John Hemingway a assisté à deux lectures d'À l'ombre d'Hemingway. Le fils de Gregory Hemingway, troisième garçon d'Ernest, habite Montréal depuis près de quatre ans. Marié à une Italo-Canadienne, il travaille comme traducteur et a publié, en 2007, une biographie, Strange Tribe, qui relate la vie de son père. Un homme qui a eu huit enfants tout en menant une vie de travesti. À 65 ans, Gregory Hemingway a même changé de sexe avant de mourir quelques années plus tard dans une prison pour femmes.
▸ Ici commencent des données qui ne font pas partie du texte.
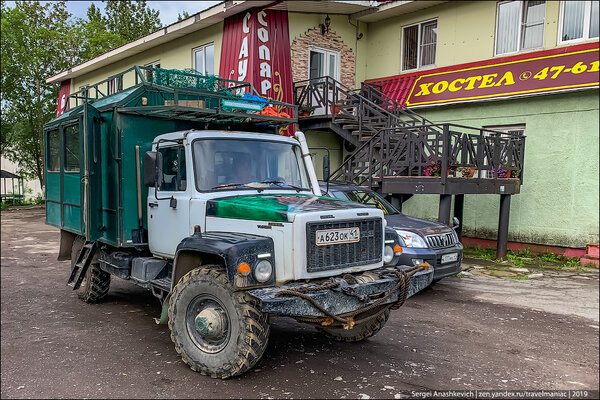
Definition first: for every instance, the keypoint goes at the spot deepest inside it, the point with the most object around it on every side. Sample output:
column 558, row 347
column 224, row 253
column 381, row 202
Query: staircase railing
column 433, row 150
column 374, row 93
column 345, row 105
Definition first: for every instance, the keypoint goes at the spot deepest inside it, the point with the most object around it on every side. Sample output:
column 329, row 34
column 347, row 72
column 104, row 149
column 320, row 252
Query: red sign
column 552, row 73
column 65, row 90
column 256, row 49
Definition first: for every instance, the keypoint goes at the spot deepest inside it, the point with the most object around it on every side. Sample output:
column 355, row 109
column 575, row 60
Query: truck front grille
column 337, row 256
column 440, row 241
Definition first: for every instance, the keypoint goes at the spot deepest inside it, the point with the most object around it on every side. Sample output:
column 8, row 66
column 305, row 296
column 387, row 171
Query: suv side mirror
column 153, row 169
column 326, row 167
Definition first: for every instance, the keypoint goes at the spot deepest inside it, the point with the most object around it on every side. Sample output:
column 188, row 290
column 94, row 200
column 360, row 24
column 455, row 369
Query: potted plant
column 466, row 172
column 305, row 111
column 335, row 108
column 500, row 173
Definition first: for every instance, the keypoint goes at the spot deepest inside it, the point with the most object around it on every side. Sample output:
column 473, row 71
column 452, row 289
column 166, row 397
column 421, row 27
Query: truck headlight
column 263, row 271
column 388, row 254
column 411, row 239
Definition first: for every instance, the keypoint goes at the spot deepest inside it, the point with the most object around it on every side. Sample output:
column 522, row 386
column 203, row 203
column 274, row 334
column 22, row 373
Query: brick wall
column 330, row 41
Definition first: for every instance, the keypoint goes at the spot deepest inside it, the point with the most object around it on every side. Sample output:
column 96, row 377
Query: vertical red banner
column 65, row 90
column 256, row 49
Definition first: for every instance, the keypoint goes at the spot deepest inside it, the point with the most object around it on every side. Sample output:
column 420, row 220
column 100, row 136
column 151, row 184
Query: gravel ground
column 473, row 332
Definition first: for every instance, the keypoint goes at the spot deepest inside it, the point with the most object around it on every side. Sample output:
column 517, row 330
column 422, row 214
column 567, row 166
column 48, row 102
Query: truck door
column 94, row 190
column 169, row 205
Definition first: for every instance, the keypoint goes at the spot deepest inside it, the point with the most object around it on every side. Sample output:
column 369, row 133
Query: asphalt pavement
column 475, row 332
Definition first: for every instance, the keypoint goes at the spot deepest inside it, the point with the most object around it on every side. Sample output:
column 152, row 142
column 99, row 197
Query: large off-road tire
column 218, row 332
column 96, row 283
column 358, row 332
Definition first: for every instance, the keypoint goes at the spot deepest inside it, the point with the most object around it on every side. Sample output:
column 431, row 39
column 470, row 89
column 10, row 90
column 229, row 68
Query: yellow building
column 394, row 45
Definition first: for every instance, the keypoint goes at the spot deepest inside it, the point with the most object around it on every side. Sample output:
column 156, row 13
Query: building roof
column 366, row 11
column 9, row 175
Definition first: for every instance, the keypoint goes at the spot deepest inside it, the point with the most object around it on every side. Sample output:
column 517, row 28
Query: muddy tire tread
column 251, row 348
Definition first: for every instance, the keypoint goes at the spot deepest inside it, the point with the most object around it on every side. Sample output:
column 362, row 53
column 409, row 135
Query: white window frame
column 115, row 85
column 519, row 30
column 586, row 24
column 153, row 64
column 202, row 48
column 326, row 53
column 419, row 66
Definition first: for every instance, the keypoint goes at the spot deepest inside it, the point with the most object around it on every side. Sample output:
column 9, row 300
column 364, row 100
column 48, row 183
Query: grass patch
column 524, row 259
column 20, row 202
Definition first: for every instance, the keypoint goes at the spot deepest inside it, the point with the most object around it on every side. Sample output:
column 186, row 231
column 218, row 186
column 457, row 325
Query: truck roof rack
column 184, row 95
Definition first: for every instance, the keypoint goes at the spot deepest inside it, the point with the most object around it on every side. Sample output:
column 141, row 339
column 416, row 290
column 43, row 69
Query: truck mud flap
column 336, row 301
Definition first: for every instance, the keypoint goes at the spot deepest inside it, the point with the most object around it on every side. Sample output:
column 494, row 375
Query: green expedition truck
column 180, row 185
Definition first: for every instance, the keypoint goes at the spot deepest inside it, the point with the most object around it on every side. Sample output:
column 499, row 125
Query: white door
column 169, row 204
column 322, row 63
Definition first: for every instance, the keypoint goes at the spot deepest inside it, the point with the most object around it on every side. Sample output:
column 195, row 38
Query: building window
column 204, row 59
column 173, row 169
column 520, row 26
column 115, row 85
column 148, row 72
column 323, row 62
column 418, row 45
column 52, row 156
column 579, row 20
column 72, row 148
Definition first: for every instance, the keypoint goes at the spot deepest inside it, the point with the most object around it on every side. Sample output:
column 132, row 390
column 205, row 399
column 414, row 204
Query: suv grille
column 441, row 241
column 337, row 256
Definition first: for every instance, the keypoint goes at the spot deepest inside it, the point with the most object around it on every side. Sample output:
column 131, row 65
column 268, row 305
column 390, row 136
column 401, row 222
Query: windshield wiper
column 226, row 185
column 283, row 184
John Hemingway estime que Stéphane Brulotte a réussi à exploiter de belle façon cette histoire. «Je pense qu'Ernest était amoureux d'Adriana, dit-il, même s'il aurait été incapable de consommer l'amour avec elle, parce qu'il était tellement amoindri, il buvait beaucoup, tout en prenant des médicaments, parce que, comme mon père, il était bipolaire. Le mélange de l'alcool et de la médication le rendait très instable, suspicieux et nerveux. Et puis, je pense qu'à ce stade de sa vie, il ne voulait pas quitter sa femme Mary.»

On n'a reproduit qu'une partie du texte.